Sociologue des représentations du corps et spécialiste de l’adolescence, le professeur de l’université de Strasbourg David Le Breton a étudié la tendance croissante à « disparaître de soi ». De manière douloureuse comme dans les conduites à risque chez les jeunes ou plus heureuse à l’image du succès de la marche. Une façon de fuir la tyrannie de la communication.

Le monde actuel accroît-il ou réduit-il « la pénibilité d’être soi » ?

Il est beaucoup plus difficile d’être soi aujourd’hui parce que nous sommes l’objet d’innombrables sollicitations que rend possibles l’avancée des nouvelles technologies. Il y a encore une vingtaine d’années, quand on partait à l’étranger, on envoyait une lettre à ses proches et on avait la réponse à son retour. Aujourd’hui, même au bout du monde, on n’arrête pas de se téléphoner.
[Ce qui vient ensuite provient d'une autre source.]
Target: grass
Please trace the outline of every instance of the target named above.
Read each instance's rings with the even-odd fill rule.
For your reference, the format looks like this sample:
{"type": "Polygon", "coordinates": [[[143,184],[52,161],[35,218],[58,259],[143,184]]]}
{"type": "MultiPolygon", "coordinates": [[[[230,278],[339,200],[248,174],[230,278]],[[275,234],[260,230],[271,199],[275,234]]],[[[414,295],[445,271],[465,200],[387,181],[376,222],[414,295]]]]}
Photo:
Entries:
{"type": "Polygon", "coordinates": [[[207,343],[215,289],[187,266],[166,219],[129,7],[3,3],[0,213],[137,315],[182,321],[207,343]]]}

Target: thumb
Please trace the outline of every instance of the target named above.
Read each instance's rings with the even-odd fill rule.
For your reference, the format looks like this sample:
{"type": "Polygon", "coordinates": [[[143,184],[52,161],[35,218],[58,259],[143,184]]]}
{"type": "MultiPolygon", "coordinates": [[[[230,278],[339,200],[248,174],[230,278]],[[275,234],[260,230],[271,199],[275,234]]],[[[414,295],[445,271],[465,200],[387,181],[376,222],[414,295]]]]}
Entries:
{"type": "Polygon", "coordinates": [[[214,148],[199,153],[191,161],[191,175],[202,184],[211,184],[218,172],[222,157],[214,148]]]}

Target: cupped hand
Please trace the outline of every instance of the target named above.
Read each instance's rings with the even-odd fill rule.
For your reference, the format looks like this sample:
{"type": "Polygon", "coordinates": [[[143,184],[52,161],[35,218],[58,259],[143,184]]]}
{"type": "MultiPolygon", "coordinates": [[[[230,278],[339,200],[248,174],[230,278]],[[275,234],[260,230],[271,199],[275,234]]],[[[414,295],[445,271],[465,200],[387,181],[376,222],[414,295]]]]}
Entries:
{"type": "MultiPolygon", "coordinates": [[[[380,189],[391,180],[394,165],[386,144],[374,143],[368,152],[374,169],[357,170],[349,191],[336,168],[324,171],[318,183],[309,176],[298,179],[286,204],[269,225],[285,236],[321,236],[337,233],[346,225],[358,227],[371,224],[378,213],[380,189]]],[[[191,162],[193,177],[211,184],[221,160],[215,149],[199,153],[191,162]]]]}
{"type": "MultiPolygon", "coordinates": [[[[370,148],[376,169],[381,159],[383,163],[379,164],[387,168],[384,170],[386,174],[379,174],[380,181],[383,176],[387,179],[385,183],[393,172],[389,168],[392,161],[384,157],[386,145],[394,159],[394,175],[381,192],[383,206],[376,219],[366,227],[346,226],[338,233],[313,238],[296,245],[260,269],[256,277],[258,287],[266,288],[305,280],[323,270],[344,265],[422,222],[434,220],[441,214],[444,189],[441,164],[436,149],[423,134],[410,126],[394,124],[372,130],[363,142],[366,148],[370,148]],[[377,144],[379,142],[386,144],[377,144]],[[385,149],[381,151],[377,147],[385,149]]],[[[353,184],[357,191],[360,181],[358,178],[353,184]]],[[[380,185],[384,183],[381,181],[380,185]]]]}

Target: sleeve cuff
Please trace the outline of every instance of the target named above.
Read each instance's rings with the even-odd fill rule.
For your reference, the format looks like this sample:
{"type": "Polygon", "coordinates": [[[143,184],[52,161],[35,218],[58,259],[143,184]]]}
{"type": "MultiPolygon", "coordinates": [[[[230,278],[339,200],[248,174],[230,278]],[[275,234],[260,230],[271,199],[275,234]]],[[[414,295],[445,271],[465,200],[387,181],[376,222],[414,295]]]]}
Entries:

On est sans arrêt  » sonnés  » comme l’étaient autrefois les domestiques. Les responsabilités familiales, sociales, professionnelles, personnelles ne cessent de nous accompagner. Cette communication obsessionnelle n’a aucun caractère impératif pour des centaines de millions de gens ; pourtant, ils s’y prêtent volontiers. Cela accroît la difficulté d’être soi. D’autres éléments entrent aussi en jeu. Internet et l’univers virtuel des réseaux sociaux nous ramènent en permanence au sentiment de relativité de notre personne en vertu du constat que nous sommes faits de davantage de choses que nous avons manquées que de celles que nous avons réalisées. Paul Auster en a fait le thème de son nouveau livre. Il imagine que ses héros auraient pu avoir quatre vies différentes. Auparavant, on pouvait plus facilement se satisfaire de son existence parce qu’on ne disposait pas d’éléments de comparaison. C’était notre destin. Aujourd’hui, on vit dans un univers qui alimente énormément les regrets, les frustrations, les nostalgies…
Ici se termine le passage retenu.